Easy Chicken Lo Mein




Easy Chicken Lo Mein served in a white bowl with tender noodles, sliced chicken, carrots, and scallions on a white marble background.
Homemade Easy Chicken Lo Mein tossed with tender chicken, silky noodles, and crisp vegetables for a cozy, takeout-style dinner.

Easy Chicken Lo Mein is the kind of comforting, slurp-worthy dinner that always hits the spot. Whether you’re craving takeout flavors or simply need a fast weeknight meal, this recipe delivers big flavor with minimal effort. First, tender chicken is quickly seared until golden, then tossed with springy noodles and crisp vegetables. Meanwhile, a rich, savory sauce ties everything together beautifully.

Traditionally, lo mein means “tossed noodles,” which explains why this dish focuses on silky strands coated in sauce rather than swimming in it. Over time, this Chinese-American favorite became a household staple because it’s flexible, quick, and endlessly satisfying. Plus, it’s easy to adapt using pantry ingredients.

Most importantly, this homemade version tastes fresher and lighter than takeout. Because everything cooks quickly, the vegetables stay vibrant while the chicken remains juicy. As a result, you get a balanced, cozy meal that feels special but effortless. Serve it hot, straight from the skillet, and enjoy every savory bite.


Easy Chicken Lo Mein served in a white bowl with tender noodles, sliced chicken, carrots, and scallions on a white marble background.
Homemade Easy Chicken Lo Mein tossed with tender chicken, silky noodles, and crisp vegetables for a cozy, takeout-style dinner.

Recipe Yield: 4 servings

INGREDIENTS

12 oz lo mein noodles
1 lb chicken breast, thinly sliced
1 cup carrots, julienned
1 cup green cabbage, thinly sliced
½ cup scallions, sliced
2 cloves garlic, minced
1 tsp fresh ginger, grated
2 Tbsp olive oil
¼ cup low-sodium soy sauce
2 Tbsp oyster sauce
1 Tbsp hoisin sauce
1 tsp sesame oil
½ tsp sugar
2 Tbsp chicken broth
1 tsp cornstarch

INSTRUCTIONS

1. Cook the noodles:
First, bring a large pot of salted water to a boil. Cook lo mein noodles according to package directions until just tender. Drain well and set aside.

2. Sear the chicken:
Next, heat olive oil in a large skillet or wok over medium-high heat. Add chicken and cook 3–4 minutes, stirring occasionally, until lightly golden and fully cooked to an internal temperature of 165°F (74°C). Remove from the skillet and set aside.

3. Build the vegetables:
Meanwhile, add carrots and cabbage to the same skillet. Cook 2–3 minutes, stirring often, until slightly softened but still crisp. Add garlic and ginger, then cook 30 seconds until fragrant.

4. Mix the sauce:
In a small bowl, whisk soy sauce, oyster sauce, hoisin sauce, sesame oil, sugar, chicken broth, and cornstarch until smooth.

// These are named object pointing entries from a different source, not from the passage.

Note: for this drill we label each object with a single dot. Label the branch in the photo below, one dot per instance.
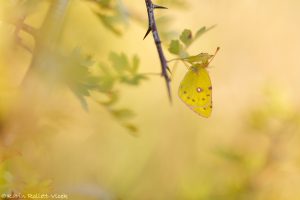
(152, 28)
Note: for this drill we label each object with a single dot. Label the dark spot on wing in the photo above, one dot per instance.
(199, 89)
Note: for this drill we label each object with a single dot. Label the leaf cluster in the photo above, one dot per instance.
(186, 39)
(85, 77)
(113, 14)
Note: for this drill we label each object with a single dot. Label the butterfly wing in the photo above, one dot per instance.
(196, 92)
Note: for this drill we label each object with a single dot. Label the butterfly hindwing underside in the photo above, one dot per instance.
(195, 90)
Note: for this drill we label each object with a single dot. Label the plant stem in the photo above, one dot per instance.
(152, 27)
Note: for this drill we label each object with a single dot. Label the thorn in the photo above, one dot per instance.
(148, 31)
(159, 7)
(169, 70)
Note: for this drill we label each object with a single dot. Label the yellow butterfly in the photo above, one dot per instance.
(195, 89)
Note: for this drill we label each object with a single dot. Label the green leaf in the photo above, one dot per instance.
(175, 47)
(200, 58)
(186, 37)
(120, 62)
(203, 30)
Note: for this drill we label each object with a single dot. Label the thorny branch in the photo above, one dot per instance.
(152, 28)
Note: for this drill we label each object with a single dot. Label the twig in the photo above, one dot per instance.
(152, 28)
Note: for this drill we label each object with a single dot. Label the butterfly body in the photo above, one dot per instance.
(195, 90)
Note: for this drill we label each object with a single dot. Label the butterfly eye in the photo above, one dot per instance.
(199, 89)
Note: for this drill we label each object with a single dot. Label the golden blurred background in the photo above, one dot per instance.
(248, 149)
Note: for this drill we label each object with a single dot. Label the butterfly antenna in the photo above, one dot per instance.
(214, 55)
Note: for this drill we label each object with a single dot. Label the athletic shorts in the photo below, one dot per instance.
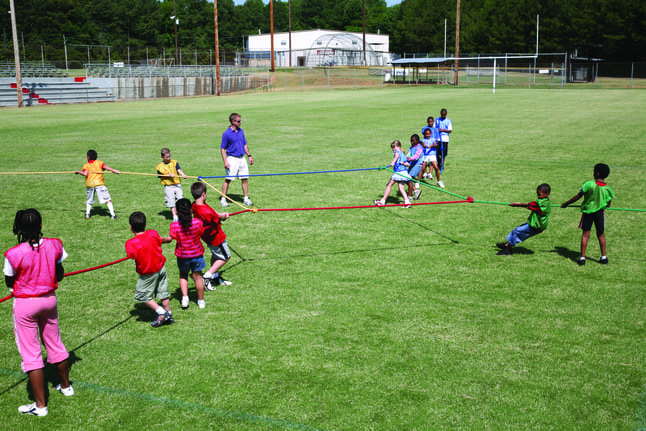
(191, 264)
(220, 252)
(151, 285)
(415, 170)
(173, 193)
(430, 158)
(400, 177)
(34, 316)
(101, 192)
(598, 218)
(238, 168)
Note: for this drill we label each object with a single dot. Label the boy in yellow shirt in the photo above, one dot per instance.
(95, 184)
(169, 172)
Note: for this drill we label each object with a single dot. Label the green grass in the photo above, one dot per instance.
(380, 318)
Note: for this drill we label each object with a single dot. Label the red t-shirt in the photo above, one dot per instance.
(188, 240)
(145, 249)
(213, 233)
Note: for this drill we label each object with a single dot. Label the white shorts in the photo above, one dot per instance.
(238, 168)
(101, 192)
(172, 194)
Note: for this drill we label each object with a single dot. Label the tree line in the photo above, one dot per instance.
(614, 30)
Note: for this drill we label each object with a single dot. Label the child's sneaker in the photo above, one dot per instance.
(31, 409)
(222, 282)
(68, 392)
(160, 320)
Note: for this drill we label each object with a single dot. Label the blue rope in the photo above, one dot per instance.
(292, 173)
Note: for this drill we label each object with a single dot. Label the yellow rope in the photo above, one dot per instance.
(225, 196)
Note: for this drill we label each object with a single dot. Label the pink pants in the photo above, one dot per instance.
(31, 315)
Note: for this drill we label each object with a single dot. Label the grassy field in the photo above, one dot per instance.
(361, 319)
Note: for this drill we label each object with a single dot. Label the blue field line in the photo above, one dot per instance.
(293, 173)
(169, 402)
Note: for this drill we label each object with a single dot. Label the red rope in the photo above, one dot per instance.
(468, 200)
(95, 267)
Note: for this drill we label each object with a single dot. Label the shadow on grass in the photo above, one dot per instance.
(572, 255)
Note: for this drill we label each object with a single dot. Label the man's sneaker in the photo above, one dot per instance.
(222, 282)
(160, 320)
(68, 392)
(209, 283)
(31, 409)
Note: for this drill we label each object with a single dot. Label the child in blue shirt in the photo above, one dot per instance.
(401, 176)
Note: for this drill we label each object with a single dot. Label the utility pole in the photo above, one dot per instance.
(457, 45)
(16, 52)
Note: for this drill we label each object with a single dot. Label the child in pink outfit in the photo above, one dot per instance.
(33, 269)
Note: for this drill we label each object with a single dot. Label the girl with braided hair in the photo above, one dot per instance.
(33, 269)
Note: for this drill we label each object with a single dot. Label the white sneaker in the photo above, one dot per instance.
(68, 392)
(31, 409)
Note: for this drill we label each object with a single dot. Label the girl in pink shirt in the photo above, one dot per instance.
(33, 269)
(189, 250)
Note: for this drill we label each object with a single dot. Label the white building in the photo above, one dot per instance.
(318, 48)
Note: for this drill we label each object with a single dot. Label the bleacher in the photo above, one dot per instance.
(31, 69)
(50, 91)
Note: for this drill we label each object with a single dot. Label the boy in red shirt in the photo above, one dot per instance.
(145, 249)
(213, 236)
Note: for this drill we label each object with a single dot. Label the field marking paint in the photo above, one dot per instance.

5. Toss everything together:
Return chicken to the skillet. Add cooked noodles and pour sauce over everything. Toss continuously for 2–3 minutes until noodles are glossy and evenly coated.

6. Finish and serve:
Finally, stir in scallions, remove from heat, and serve immediately while hot.


HELPFUL TIPS TO PERFECT THIS RECIPE

  • Use high heat wisely: Cooking over medium-high heat allows the noodles to absorb sauce quickly while preventing sogginess. However, keep ingredients moving for even cooking.
  • Slice chicken thin: Thin slices cook faster and stay tender, which helps the dish finish evenly and feel restaurant-quality.
  • Balance the sauce: If your noodles seem dry, add 1–2 Tbsp extra broth. Conversely, if too saucy, let it cook 30 seconds longer to tighten naturally.